First recall how the approximation $e^{\pi\sqrt{163}}\approx640320^3+744$ is proved. The $j$ function has $q$-expansion $$j(\tau)=\frac{1}{q}+744+196884q+21493760q^2+\cdots.$$ If we set $\tau=\frac{1}{2}(1+\sqrt{-163})$ and $q=e^{2\pi i\tau}=-e^{-\pi\sqrt{163}}$, then we have $$-640320^3=j(\tau)=-e^{\pi\sqrt{163}}+744-\frac{196884}{e^{\pi\sqrt{163}}}+\frac{21493760}{e^{2\pi\sqrt{163}}}+\cdots.$$ This gives the approximation $$e^{\pi\sqrt{163}}\approx640320^3+744.$$

For the approximation $e^{\pi\sqrt{163}}\approx x^{24}-24$, we will use the Weber modular function $$\mathfrak f(\tau)=q^{-1/48}\prod_{n=1}^\infty(1+q^{n-1/2}).$$ The $24$th power of $\mathfrak f(\tau)$ has $q$-expansion $$\mathfrak f(\tau)^{24}=q^{-1/2}\prod_{n=1}^\infty(1+q^{n-1/2})^{24}=q^{-1/2}+24+276q^{1/2}+2048q+11202q^{3/2}+\cdots.$$ If we set $\tau=\sqrt{-163}$ and $q=e^{2\pi i\tau}=e^{-2\pi\sqrt{163}}$, then we have $$\mathfrak f(\sqrt{-163})^{24}=e^{\pi\sqrt{163}}+24+\frac{276}{e^{\pi\sqrt{163}}}+\frac{2048}{e^{2\pi\sqrt{163}}}+\frac{11202}{e^{3\pi\sqrt{163}}}+\cdots.$$ This gives the approximation $$e^{\pi\sqrt{163}}\approx\mathfrak f(\sqrt{-163})^{24}-24.$$ The improved accuracy of this approximation is due to the fact that the coefficient $276$ is smaller than the coefficient $196884$.

The only remaining mystery is why $\mathfrak f(\sqrt{-163})$ is the real root of the cubic polynomial $x^3-6x^2+4x-2$. One reference for this is the paper "On the Singular Values of Weber Modular Functions" by Yui and Zagier.
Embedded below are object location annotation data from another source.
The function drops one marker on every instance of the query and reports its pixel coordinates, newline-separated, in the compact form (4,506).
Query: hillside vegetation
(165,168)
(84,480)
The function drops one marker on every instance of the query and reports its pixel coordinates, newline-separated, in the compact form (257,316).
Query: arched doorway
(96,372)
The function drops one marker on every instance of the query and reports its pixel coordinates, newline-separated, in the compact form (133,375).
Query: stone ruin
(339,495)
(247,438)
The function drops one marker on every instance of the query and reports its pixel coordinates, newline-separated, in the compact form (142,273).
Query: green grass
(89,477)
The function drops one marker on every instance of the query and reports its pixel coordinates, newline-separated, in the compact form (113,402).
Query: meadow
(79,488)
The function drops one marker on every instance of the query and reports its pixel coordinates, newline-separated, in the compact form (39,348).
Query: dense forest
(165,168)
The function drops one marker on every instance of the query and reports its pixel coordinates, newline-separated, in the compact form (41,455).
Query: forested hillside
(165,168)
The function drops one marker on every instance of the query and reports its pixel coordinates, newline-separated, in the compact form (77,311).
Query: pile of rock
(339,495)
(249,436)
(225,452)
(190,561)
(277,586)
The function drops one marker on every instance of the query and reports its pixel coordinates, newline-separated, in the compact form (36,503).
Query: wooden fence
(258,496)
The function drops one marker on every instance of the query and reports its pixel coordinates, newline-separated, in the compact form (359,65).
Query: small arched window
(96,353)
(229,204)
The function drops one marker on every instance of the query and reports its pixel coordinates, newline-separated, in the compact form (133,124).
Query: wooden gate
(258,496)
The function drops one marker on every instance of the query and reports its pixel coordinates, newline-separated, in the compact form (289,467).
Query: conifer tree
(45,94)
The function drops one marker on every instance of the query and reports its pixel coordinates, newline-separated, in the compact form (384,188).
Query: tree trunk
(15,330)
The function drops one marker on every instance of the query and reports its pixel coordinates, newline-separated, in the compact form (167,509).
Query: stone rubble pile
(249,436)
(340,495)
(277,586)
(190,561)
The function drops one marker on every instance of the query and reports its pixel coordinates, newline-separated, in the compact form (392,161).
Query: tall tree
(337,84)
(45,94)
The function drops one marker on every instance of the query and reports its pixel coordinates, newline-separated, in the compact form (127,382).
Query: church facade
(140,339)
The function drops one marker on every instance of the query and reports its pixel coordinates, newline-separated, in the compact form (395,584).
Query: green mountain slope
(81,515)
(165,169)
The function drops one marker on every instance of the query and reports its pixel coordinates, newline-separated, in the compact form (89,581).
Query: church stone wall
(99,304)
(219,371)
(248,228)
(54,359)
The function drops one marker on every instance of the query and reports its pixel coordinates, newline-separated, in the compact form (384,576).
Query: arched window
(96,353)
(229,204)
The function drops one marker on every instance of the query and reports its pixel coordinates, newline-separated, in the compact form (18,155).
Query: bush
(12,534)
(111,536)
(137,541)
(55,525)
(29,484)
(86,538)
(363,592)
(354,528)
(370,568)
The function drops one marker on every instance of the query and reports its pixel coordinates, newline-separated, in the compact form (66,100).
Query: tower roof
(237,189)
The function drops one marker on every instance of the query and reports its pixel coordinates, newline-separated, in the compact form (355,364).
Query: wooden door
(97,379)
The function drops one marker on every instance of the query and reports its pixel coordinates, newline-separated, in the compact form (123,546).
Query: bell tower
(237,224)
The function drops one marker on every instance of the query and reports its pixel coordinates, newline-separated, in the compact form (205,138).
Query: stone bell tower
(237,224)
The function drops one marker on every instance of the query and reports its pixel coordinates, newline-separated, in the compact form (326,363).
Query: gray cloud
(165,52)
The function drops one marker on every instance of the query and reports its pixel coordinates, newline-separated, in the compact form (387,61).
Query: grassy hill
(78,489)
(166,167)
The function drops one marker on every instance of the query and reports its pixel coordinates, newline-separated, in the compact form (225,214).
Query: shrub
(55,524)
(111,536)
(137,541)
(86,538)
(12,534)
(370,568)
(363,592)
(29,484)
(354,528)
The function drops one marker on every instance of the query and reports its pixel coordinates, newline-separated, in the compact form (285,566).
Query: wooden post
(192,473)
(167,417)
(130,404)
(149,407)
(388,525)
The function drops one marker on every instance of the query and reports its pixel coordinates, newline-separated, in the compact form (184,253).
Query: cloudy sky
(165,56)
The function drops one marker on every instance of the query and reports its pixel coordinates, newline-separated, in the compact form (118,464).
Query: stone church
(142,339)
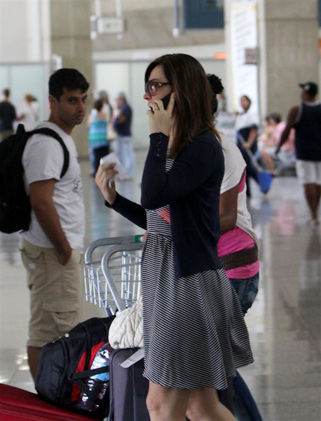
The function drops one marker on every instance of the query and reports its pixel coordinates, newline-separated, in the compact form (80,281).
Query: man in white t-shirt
(52,247)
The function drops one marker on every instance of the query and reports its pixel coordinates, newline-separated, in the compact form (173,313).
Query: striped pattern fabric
(97,133)
(194,331)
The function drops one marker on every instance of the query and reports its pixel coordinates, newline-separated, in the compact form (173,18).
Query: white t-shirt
(234,169)
(43,160)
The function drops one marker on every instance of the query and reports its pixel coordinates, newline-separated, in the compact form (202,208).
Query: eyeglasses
(151,87)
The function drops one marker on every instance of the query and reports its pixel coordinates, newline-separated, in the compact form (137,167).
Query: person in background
(97,135)
(109,111)
(51,249)
(191,313)
(306,120)
(237,247)
(122,121)
(107,107)
(246,126)
(7,115)
(26,113)
(267,142)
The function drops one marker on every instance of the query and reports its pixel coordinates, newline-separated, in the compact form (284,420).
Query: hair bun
(216,84)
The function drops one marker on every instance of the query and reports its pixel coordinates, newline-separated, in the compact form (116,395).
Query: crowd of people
(200,246)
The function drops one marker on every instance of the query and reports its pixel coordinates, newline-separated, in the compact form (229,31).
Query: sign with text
(244,53)
(112,25)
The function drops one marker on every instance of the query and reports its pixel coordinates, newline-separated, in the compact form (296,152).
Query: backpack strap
(51,133)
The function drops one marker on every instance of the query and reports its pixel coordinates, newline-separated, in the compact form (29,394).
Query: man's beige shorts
(54,292)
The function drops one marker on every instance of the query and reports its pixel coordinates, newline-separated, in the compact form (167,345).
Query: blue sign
(203,14)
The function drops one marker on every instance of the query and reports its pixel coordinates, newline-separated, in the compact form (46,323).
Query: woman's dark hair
(98,104)
(275,116)
(217,88)
(192,110)
(69,79)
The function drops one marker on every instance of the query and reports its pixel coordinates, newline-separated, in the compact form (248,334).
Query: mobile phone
(112,158)
(166,99)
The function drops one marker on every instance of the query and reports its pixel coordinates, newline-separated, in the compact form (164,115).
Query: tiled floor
(284,322)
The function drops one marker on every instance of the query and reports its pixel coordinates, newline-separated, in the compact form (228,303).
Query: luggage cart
(112,275)
(112,272)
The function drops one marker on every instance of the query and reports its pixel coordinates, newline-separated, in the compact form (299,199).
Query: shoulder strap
(49,132)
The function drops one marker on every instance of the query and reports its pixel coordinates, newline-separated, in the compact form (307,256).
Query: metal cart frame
(113,280)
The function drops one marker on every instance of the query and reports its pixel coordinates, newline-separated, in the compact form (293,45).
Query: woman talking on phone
(194,332)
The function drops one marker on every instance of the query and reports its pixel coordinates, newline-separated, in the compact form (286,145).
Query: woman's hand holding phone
(160,117)
(105,181)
From section 6 of the paper, we learn that there is a cubic polynomial \begin{align*} x^3-2\lambda x^2+2\mu x-2&=\left(x-\mathfrak f(\sqrt{-163})\right)\left(x-\frac{\sqrt2}{\mathfrak f\left(\frac{15+\sqrt{-163}}2\right)}\right)\left(x-\frac{\sqrt2}{\mathfrak f\left(\frac{-15+\sqrt{-163}}2\right)}\right)\\ &\approx(x-5.3186)(x-(0.3407+0.5099i))(x-(0.3407-0.5099i)) \end{align*} with $\lambda,\mu\in\mathbb{Z}$ (this uses the fact that $\mathbb{Q}(\sqrt{-163})$ has class number one). Then expanding the right hand side shows that $\lambda=3$ and $\mu=2$ as desired.